Really? I thought that kinda made sense. Lots of cross-pollination between MS
and UW. Most of my graduating class from UW CSE went to either Microsoft or
Amazon (well, at least it felt that way), and plenty of graduate students
seemed to have done a stint there as well.

I guess by that I mean: If you told me MSR is #1 at something, I'd suspect UW
is pretty close behind.

------
anonymousDan
A list of best 10 year old papers/test of time awards would be really useful
for finding the high impact papers in a field. It's surprising how often best
papers have very little impact down the line.

------
lrei
It's always funny to see the complete disconnect between "best paper awards"
and papers that actually end up being important.
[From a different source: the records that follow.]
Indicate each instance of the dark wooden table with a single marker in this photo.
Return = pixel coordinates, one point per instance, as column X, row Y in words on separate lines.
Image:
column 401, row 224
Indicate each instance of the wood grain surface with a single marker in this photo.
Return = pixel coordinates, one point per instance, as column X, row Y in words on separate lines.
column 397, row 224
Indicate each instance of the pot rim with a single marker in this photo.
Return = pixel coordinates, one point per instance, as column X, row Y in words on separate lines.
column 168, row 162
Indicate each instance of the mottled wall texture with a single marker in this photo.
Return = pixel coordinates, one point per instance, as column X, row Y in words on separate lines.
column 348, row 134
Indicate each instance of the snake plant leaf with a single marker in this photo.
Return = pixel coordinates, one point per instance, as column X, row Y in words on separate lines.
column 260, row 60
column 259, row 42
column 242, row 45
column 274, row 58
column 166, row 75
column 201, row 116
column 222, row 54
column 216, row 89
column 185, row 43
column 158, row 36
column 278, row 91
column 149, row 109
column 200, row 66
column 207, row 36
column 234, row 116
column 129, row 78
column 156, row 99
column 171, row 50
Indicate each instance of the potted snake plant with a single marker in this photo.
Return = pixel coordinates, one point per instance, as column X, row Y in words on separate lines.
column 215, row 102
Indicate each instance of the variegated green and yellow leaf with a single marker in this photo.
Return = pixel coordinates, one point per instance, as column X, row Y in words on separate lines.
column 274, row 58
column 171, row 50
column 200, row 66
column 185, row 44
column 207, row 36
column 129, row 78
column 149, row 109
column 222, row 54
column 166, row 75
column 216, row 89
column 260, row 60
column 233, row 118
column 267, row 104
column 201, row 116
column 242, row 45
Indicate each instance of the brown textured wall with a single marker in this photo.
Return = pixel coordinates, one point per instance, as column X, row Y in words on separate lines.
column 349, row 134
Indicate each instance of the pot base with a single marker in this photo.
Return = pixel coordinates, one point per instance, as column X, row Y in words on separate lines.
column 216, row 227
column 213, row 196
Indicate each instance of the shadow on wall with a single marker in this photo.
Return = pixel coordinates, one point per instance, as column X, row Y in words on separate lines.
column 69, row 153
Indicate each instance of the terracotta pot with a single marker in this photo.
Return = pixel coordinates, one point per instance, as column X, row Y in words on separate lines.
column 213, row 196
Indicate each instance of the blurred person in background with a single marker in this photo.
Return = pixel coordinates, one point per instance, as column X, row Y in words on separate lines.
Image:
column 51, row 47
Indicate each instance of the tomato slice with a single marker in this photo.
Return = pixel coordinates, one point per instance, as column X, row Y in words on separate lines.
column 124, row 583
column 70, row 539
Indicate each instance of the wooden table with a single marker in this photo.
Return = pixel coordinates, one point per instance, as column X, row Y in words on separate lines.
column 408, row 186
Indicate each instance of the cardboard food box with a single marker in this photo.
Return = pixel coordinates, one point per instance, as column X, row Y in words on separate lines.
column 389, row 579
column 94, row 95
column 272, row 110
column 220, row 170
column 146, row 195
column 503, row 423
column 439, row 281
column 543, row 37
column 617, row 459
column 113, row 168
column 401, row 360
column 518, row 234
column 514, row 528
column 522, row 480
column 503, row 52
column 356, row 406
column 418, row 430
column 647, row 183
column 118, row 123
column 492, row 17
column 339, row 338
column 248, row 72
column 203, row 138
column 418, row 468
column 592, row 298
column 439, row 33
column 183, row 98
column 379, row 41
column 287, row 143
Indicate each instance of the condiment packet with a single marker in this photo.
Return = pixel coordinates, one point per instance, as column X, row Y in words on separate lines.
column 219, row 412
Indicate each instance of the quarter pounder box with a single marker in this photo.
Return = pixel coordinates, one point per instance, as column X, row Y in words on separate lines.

Not to remove any credit from the undoubtedly great work that it takes to get
on that list. It's just that we're kind of bad at evaluating stuff in general
and scientific work in particular.

Let's not forget that more than one good paper has received the "we are sorry
to inform you" letter. An article in IEEE by Simone Santini in December 2005
even made fun of that - I recommend reading it for light hearted laughs.

------
dluan
Jeff Huang is an internet CS super hero.

------
ramgorur
but I think this list is more interesting --

[http://citeseer.ist.psu.edu/stats/articles](http://citeseer.ist.psu.edu/stats/articles)